Between 2006 and 2014, personal income in Maryland grew by 26 percent while state spending grew by 41 percent. Small wonder, then, that every year the state budget has had to rely on transfers from special funds and other tricks just to get within a few hundred million of being balanced.

The vast majority of the annual budget is predetermined by the previous year’s funding levels and mandates that certain areas (like education) receive more money each and every year. Governor Hogan’s administration said that 80 percent of the state budget comes from automatic spending formulas in a Ways & Means Committee hearing earlier this month attended by Christopher B. Summers.

With this “current services” approach to budgeting, legislators seeking to make cuts are forced to justify proposed savings instead of asking those in favor of spending being asked to demonstrate the effectiveness of state programs. In other words: the justification for most of the budget isn’t necessarily that programs are working—just that they existed last year and so must continue to exist next year.
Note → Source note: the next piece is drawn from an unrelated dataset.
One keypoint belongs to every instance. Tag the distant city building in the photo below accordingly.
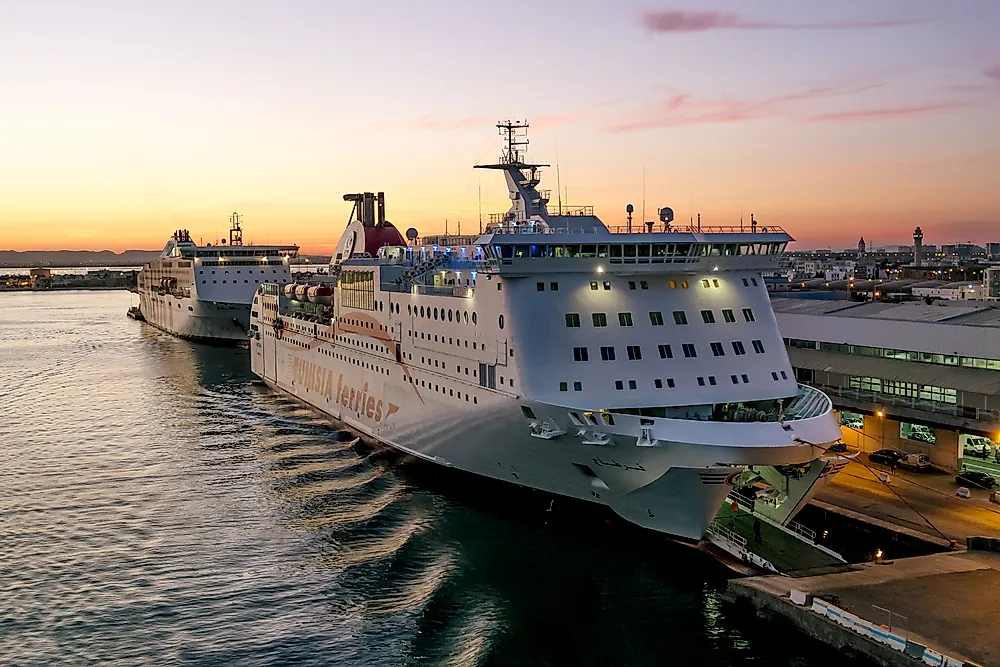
(924, 379)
At the conclusion of this year’s Legislative Session, the Maryland Public Policy Institute will release a new report highlighting a few key things that need to change for the state to shift its perspective and start budgeting more responsibly and more efficiently. In-depth recommendations include:

  • Freezing spending at 2015 levels, keeping intact the net 5 percent increase in spending from the prior fiscal year to eliminate Maryland’s budget shortfall.
  • Reorganizing agencies within the state executive branch while the spending freeze is in place with an eye towards finding savings in every agency’s budget.
  • Adopting “outcome budgeting” to encourage agencies compete for funding based on a proven ability to deliver quality services or the creation of a workable action plan to use the budgeted money most efficiently.
  • Placing a temporary moratorium on new debt to immediately reduce the projected debt service and overall debt load of the state.
  • Doing a real cost-benefit analysis for capital projects, especially in public transportation.
  • Tying the debt limit to property values, not revenue, to erase the incentive to increase property tax rates in order to increase revenue and also the debt capacity cap.
  • Phasing in a spending cap tied to either personal income growth or a “population plus inflation” metric.

These reforms aren’t going to be easily swallowed by a legislature that has grown complacent. But if the Hogan administration can implement some of them, the state will be better off for it.